Then we talked about the Violet Blue case in which the writer Violet Blue is suing the porn star Violet Blue, a former KSEX employee.

With the Blue case [plus the fact that Katsumi was ordered by a French court to fork over money to a woman with the same name] I was wondering if this would open the door for discount lawsuits against porn performers.

“Violet Blue [the writer] from what I read has trademarked her name,” says Fattorosi. “If she can prove that she was using the name before, that she was first in commerce and that the trademark is registered to her and that there was no objection to it, she has a very strong claim in blocking Violet Blue the porn performer from using her name. You cannot, though, trademark your real name. You can trademark a stage name. ”

Fattorosi also agreed that IP law is very complicated.

“And there’s a lot of issues in adult involving IP, intellectual property.”

On the 2257 ruling in the Sixth Circuit last week, Fattorosi saw it as a great ruling for the industry.
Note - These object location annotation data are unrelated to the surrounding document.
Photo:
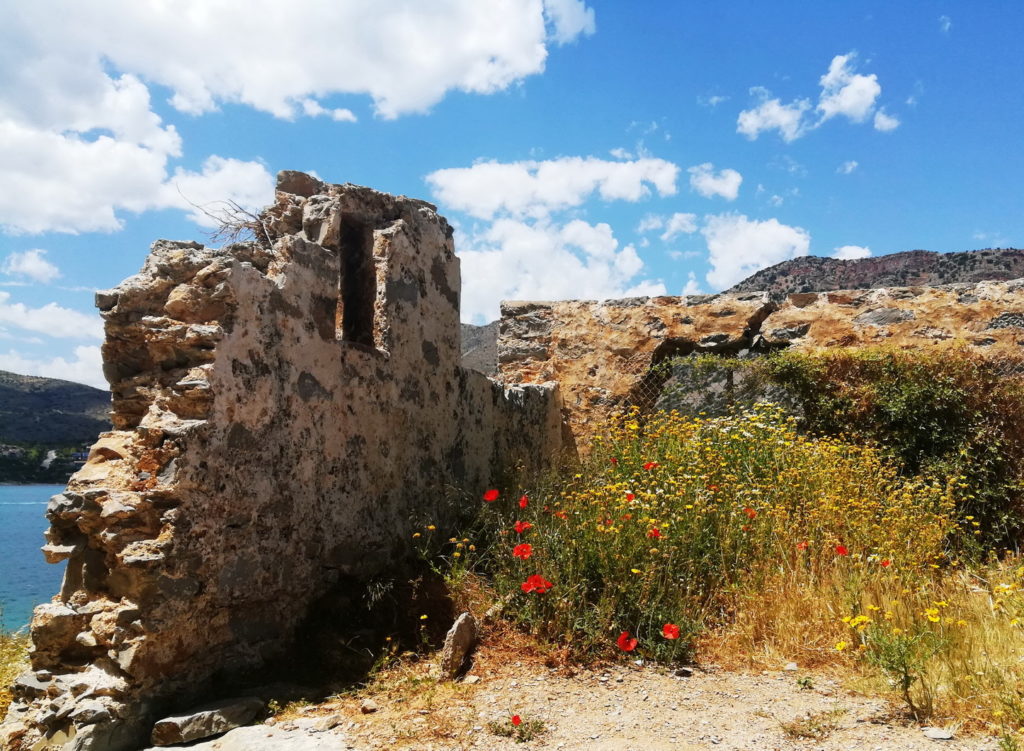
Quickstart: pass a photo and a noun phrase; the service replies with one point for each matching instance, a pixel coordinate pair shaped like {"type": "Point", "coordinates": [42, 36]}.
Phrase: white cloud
{"type": "Point", "coordinates": [848, 93]}
{"type": "Point", "coordinates": [515, 259]}
{"type": "Point", "coordinates": [80, 142]}
{"type": "Point", "coordinates": [87, 366]}
{"type": "Point", "coordinates": [272, 55]}
{"type": "Point", "coordinates": [30, 263]}
{"type": "Point", "coordinates": [851, 252]}
{"type": "Point", "coordinates": [771, 114]}
{"type": "Point", "coordinates": [221, 180]}
{"type": "Point", "coordinates": [650, 221]}
{"type": "Point", "coordinates": [569, 18]}
{"type": "Point", "coordinates": [51, 320]}
{"type": "Point", "coordinates": [844, 92]}
{"type": "Point", "coordinates": [708, 183]}
{"type": "Point", "coordinates": [712, 101]}
{"type": "Point", "coordinates": [692, 286]}
{"type": "Point", "coordinates": [737, 246]}
{"type": "Point", "coordinates": [679, 223]}
{"type": "Point", "coordinates": [885, 122]}
{"type": "Point", "coordinates": [313, 109]}
{"type": "Point", "coordinates": [537, 189]}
“It’s absolutely phenomenal that the Sixth Circuit Court of Appeals- a very conservative court- would have this kind of ruling coming out of Larry Flynt’s old stomping grounds,” comments Fattorosi.
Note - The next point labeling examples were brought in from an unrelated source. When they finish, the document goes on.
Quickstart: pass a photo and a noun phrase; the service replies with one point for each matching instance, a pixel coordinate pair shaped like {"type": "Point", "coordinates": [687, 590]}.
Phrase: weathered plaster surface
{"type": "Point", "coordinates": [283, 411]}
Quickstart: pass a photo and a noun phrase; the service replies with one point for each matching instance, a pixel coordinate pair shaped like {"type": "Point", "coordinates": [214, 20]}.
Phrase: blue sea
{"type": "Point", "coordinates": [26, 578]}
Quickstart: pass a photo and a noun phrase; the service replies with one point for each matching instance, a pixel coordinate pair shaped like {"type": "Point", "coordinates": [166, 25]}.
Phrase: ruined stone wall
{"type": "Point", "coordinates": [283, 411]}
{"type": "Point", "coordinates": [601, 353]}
“It’s an amazing victory for the adult entertainment industry. The problem is it only applies to those four states: Michigan, Tennessee, Ohio and Kentucky.”

Co-host Lynn LeMay observes that porn law in those states was pretty rigid.

“Porn law as far as being able to produce content- anywhere in the United States is tough,” Fattorosi hastens to remind.

“California is the only place where people can legally produce adult content and be protected. That question I can’t tell you how much that crops up in my practice.”

From her own experience LeMay said there were certain states you didn’t bring movies to when you danced and Kentucky and Tennessee were certainly among them.

“I’m trying to figure out how I can encourage my clients to move to Kentucky or Michigan or Ohio,” Fattorosi quips.

“That would be the capitol of porn in the United States. It would be hard to do 2257 inspections. You don’t make it there. You just keep it there.”

“It’s an extremely well written opinion,” Fattorosi continues. “It’s very well thought out by the judges even to the point of where the one dissenting judge had to concur with the majority opinion. And that’s excellent news.”

Himself not a First Amendment attorney, Fattorosi said in speaking to others that are, everyone’s excited but no one’s saying it’s a complete victory.

“It’s not a complete victory,” he emphasized. “It only applies to those states. What the DOJ’s going to do with this, what the Attorney General’s going to do with this is up in the air.”

At the time of the conversation, Fattorosi said they could decide on whether to get an en banc opinion.

“You have an opinion that’s well written and this encompassing- they basically said you are chilling Free Speech by requiring 2257- and they’ve shown very good examples why Free Speech would be chilled by 2257 which has been everyone’s argument all along. It’s amazing that a court has been able to stand up and say we agree with that argument.”

LeMay said she was very happy to see this decision, not wanting to see her ID information being passed around.

“I would like to keep my personal business personal,” she says.

Adds Fattoroi: “Even in those areas outside the Sixth Circuit- I believe- I’ve had discussions with agent Joyner who is the FBI agent in charge of the inspections- I think redacting, meaning blocking out some of the pertinent information on performers drivers licenses will be allowed.”

“Girls want to put their fingers over their credit cards,” LeMay observes. “And they want to put their fingers over the last numbers of their social security cards. Because if they sold this content to ‘Joe’ then they get our real names, our social security numbers, our birth dates, they can basically get any kind of ID with our information that they want.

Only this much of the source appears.